I have hydra in my shrimp tank and they are multiplying quickly. Does anybody know how to get rid of them without harming my crystal red shrimp? I've read that ghost shrimp will eat them. Any other ideas or experiences?


----------



## Zapins (Jul 28, 2004)

Feed the tank less, and do more water changes so there is less debree floating around the tank for them to eat.

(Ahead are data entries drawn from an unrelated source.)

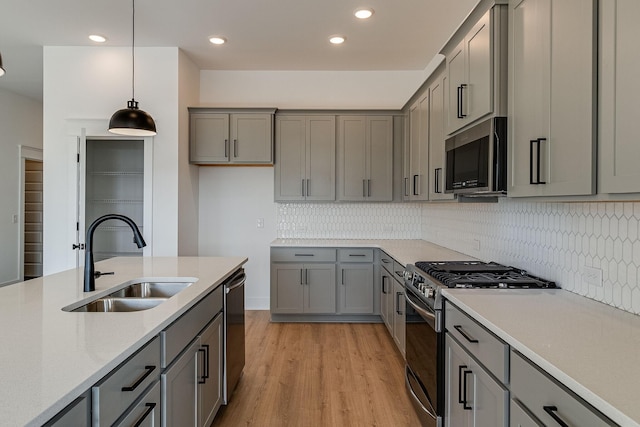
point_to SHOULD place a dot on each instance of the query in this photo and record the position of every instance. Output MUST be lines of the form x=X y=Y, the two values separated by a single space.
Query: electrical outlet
x=592 y=275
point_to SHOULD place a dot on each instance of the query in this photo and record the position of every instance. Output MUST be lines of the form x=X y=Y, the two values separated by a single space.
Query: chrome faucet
x=89 y=269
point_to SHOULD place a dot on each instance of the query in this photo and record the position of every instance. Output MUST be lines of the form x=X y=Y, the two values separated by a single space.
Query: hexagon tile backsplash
x=592 y=249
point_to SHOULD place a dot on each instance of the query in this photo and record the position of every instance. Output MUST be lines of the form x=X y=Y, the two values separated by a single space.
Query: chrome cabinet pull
x=465 y=334
x=149 y=369
x=551 y=410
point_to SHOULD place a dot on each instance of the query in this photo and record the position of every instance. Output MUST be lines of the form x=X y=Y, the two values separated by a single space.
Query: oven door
x=421 y=374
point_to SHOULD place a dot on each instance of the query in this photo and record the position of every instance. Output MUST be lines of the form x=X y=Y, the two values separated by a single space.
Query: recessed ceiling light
x=97 y=38
x=217 y=40
x=363 y=13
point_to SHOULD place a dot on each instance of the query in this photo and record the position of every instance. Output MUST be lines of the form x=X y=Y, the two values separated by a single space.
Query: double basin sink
x=136 y=296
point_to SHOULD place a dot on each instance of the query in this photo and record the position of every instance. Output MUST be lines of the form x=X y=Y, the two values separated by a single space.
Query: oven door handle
x=419 y=309
x=407 y=372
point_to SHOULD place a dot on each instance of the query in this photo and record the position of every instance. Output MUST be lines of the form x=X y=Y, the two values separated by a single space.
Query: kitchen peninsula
x=50 y=357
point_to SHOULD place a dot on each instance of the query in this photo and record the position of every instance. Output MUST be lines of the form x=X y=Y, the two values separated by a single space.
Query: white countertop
x=590 y=347
x=48 y=357
x=403 y=251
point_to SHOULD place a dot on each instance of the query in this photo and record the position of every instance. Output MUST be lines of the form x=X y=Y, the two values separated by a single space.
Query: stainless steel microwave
x=476 y=160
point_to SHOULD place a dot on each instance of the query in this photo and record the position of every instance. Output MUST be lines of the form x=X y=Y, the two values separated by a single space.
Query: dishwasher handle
x=236 y=281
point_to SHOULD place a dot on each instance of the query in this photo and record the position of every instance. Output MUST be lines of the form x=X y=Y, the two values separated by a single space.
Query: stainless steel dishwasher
x=233 y=333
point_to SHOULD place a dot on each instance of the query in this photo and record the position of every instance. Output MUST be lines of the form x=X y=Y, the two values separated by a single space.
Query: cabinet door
x=210 y=382
x=145 y=413
x=488 y=398
x=356 y=288
x=287 y=288
x=619 y=86
x=209 y=138
x=477 y=96
x=179 y=389
x=436 y=141
x=457 y=81
x=456 y=371
x=379 y=158
x=419 y=145
x=352 y=164
x=320 y=158
x=252 y=138
x=519 y=416
x=551 y=98
x=399 y=315
x=320 y=288
x=290 y=165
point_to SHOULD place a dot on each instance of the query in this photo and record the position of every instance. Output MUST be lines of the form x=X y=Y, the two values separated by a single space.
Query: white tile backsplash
x=552 y=240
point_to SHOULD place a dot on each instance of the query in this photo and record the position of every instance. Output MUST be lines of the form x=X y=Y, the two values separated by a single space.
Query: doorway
x=32 y=224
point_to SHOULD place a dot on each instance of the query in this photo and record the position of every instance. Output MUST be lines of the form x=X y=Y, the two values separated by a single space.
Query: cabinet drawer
x=146 y=412
x=181 y=332
x=486 y=347
x=303 y=255
x=545 y=398
x=116 y=392
x=355 y=255
x=386 y=261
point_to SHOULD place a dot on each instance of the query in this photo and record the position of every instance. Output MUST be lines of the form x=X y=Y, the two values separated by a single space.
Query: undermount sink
x=136 y=295
x=151 y=289
x=109 y=304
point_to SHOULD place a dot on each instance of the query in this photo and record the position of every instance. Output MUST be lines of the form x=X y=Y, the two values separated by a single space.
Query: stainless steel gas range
x=424 y=281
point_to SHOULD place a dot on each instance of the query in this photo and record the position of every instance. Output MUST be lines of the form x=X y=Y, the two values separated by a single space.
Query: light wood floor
x=313 y=374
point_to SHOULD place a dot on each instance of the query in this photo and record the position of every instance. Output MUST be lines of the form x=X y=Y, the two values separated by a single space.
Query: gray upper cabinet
x=551 y=98
x=419 y=148
x=619 y=86
x=470 y=74
x=365 y=158
x=305 y=158
x=437 y=109
x=220 y=136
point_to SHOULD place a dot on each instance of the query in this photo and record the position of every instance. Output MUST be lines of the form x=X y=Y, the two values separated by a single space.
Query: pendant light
x=131 y=120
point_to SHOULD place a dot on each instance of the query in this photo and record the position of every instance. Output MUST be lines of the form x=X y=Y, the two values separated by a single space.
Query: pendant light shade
x=131 y=120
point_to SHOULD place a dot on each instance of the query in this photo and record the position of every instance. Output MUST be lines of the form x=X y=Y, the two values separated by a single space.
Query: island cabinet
x=365 y=158
x=230 y=136
x=303 y=281
x=476 y=371
x=552 y=98
x=305 y=166
x=618 y=89
x=192 y=362
x=355 y=281
x=473 y=69
x=545 y=401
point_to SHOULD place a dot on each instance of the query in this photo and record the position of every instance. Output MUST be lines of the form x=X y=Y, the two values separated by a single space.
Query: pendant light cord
x=133 y=44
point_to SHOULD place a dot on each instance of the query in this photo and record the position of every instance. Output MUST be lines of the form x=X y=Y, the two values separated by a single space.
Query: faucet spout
x=89 y=268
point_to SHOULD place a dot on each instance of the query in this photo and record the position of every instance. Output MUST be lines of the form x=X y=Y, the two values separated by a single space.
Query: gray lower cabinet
x=473 y=397
x=547 y=401
x=146 y=412
x=77 y=413
x=114 y=394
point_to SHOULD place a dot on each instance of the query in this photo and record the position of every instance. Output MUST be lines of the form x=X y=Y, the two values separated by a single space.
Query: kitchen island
x=49 y=357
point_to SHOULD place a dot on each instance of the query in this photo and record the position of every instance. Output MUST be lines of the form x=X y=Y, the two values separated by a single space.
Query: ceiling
x=261 y=34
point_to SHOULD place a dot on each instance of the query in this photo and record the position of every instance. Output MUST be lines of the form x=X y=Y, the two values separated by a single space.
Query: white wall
x=20 y=124
x=92 y=83
x=231 y=199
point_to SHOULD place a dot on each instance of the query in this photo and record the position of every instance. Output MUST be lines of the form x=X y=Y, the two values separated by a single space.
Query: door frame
x=25 y=153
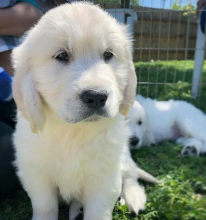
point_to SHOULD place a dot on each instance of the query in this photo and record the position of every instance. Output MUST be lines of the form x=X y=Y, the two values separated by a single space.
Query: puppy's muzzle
x=94 y=99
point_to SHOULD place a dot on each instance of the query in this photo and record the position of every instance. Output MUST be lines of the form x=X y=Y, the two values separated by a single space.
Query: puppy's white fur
x=62 y=147
x=153 y=121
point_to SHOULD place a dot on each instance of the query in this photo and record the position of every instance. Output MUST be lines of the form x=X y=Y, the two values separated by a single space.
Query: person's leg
x=8 y=178
x=8 y=113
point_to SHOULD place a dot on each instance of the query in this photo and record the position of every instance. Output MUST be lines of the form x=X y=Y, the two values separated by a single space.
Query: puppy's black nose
x=94 y=98
x=134 y=141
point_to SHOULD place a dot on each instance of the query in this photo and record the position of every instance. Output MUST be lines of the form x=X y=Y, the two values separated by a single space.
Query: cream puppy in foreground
x=74 y=79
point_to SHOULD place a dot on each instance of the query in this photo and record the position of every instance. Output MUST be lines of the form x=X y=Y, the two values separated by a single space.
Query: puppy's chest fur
x=71 y=162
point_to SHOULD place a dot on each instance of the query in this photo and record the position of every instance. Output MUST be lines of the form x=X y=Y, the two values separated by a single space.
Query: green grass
x=182 y=193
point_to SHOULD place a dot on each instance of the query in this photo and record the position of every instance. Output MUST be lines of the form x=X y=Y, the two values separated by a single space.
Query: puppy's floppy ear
x=25 y=95
x=130 y=90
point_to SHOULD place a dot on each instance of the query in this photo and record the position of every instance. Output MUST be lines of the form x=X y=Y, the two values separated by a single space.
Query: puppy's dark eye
x=62 y=56
x=107 y=56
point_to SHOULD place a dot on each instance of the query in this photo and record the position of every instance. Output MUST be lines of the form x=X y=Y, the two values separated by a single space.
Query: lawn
x=182 y=192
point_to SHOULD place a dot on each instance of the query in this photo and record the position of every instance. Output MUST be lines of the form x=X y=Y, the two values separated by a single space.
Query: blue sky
x=166 y=3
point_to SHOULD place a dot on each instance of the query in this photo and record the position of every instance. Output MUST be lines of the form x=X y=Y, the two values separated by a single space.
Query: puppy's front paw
x=134 y=196
x=189 y=151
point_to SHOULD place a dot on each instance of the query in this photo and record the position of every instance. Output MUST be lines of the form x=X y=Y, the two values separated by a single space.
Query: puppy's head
x=137 y=121
x=77 y=63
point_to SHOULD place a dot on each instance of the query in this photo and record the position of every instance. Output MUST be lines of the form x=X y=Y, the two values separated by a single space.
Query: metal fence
x=169 y=51
x=169 y=48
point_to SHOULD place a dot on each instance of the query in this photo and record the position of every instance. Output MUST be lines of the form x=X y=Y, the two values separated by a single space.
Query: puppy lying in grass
x=152 y=121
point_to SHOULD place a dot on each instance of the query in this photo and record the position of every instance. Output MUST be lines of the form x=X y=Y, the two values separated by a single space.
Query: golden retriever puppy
x=74 y=82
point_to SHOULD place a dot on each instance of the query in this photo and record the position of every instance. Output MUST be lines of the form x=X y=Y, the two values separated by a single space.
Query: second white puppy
x=152 y=121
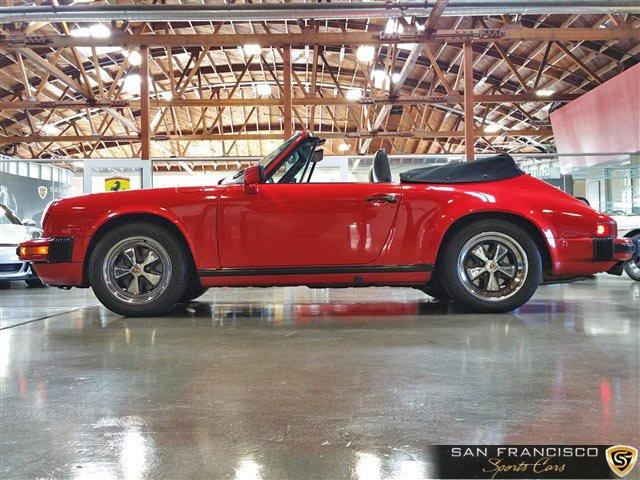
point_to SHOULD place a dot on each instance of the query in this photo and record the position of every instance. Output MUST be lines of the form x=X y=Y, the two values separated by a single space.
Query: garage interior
x=293 y=382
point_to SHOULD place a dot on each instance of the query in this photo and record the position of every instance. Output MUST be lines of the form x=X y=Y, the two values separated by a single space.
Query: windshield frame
x=271 y=161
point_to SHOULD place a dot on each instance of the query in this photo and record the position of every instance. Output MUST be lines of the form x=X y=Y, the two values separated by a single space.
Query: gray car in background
x=12 y=232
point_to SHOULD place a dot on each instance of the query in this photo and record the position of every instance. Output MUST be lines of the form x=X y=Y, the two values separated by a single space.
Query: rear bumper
x=586 y=256
x=58 y=261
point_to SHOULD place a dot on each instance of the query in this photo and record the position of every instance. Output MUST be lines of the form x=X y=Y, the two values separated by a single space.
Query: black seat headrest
x=381 y=169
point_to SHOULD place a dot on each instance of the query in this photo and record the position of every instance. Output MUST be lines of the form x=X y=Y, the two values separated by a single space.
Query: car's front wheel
x=632 y=266
x=491 y=266
x=139 y=269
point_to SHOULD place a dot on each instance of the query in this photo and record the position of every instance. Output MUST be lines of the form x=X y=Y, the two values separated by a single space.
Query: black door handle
x=382 y=197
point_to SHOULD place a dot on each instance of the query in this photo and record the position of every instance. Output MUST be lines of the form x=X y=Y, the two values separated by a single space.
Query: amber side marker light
x=31 y=251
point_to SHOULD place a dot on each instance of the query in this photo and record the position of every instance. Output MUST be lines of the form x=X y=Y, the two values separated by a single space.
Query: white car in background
x=629 y=226
x=12 y=233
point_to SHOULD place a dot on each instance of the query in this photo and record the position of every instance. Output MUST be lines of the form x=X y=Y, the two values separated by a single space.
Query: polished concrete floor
x=298 y=383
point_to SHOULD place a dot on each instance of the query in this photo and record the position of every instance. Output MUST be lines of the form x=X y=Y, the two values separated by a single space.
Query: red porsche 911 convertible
x=481 y=233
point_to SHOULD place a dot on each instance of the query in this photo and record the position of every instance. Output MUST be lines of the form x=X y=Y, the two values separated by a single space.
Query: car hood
x=15 y=234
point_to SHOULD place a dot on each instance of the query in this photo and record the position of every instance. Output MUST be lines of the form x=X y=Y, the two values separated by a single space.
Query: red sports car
x=481 y=233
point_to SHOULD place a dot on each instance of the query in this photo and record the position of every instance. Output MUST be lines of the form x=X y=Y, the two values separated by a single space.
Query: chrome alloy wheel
x=137 y=270
x=492 y=266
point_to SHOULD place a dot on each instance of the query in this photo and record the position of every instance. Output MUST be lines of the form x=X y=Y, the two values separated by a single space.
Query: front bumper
x=11 y=267
x=58 y=261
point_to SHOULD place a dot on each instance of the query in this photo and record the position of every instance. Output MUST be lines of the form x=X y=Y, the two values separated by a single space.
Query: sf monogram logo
x=621 y=459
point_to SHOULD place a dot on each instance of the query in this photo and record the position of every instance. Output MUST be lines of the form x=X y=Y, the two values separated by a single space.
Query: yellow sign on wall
x=116 y=184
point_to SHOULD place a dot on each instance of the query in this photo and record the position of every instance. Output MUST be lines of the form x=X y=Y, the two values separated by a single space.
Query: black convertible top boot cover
x=498 y=167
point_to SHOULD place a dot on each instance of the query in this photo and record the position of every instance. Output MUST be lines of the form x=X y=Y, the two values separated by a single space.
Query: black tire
x=34 y=283
x=457 y=283
x=632 y=267
x=177 y=280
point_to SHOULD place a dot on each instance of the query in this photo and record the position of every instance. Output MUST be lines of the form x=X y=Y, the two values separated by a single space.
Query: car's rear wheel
x=139 y=269
x=491 y=266
x=632 y=266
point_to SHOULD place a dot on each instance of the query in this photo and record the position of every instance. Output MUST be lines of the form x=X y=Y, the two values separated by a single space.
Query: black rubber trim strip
x=617 y=248
x=242 y=272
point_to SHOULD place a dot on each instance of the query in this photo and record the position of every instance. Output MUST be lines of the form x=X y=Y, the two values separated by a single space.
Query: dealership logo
x=42 y=191
x=621 y=459
x=117 y=184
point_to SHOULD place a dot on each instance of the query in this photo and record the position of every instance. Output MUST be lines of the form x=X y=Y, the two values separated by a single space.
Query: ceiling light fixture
x=50 y=129
x=378 y=77
x=252 y=49
x=354 y=94
x=544 y=92
x=80 y=32
x=131 y=84
x=262 y=89
x=134 y=57
x=99 y=30
x=365 y=53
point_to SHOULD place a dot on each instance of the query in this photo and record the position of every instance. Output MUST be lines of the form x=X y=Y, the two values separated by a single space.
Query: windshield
x=266 y=160
x=7 y=217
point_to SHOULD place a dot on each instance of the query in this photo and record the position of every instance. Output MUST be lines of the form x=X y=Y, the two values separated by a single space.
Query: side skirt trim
x=241 y=272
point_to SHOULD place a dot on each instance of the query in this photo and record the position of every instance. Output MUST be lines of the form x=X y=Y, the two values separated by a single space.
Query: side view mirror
x=252 y=176
x=318 y=155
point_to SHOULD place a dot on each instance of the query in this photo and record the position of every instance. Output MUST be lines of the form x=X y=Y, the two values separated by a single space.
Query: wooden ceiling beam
x=310 y=36
x=259 y=102
x=274 y=135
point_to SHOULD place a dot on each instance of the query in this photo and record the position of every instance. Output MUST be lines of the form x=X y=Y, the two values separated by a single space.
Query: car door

They shouldn't really hurt the shrimp. I had CRS in a tank with lots of hydras, and I still got baby shrimp growing up just fine.


----------



## oblongshrimp (Aug 8, 2006)

I use asolene spixi snails to get rid of hydras in my shrimp only tanks. These snails will eat them right off the glass and are to slow to harm shrimp. I have them with my crs along with my other shrimp species to keep the hydra in check. There is someone currently selling them in the swap and shop thread


----------



## emorsso (Aug 17, 2006)

Hi Oblongshrimp, mind sharing a picture of the snail? Will come in handy when I have Hydras.


----------



## oblongshrimp (Aug 8, 2006)

http://www.applesnail.net/content/species/asolene_asolene_spixi.htm

here is some info on them


----------



## emorsso (Aug 17, 2006)

Thanks. Hmm... it's a kind of Apple Snail. Don't think I have those near my place.


----------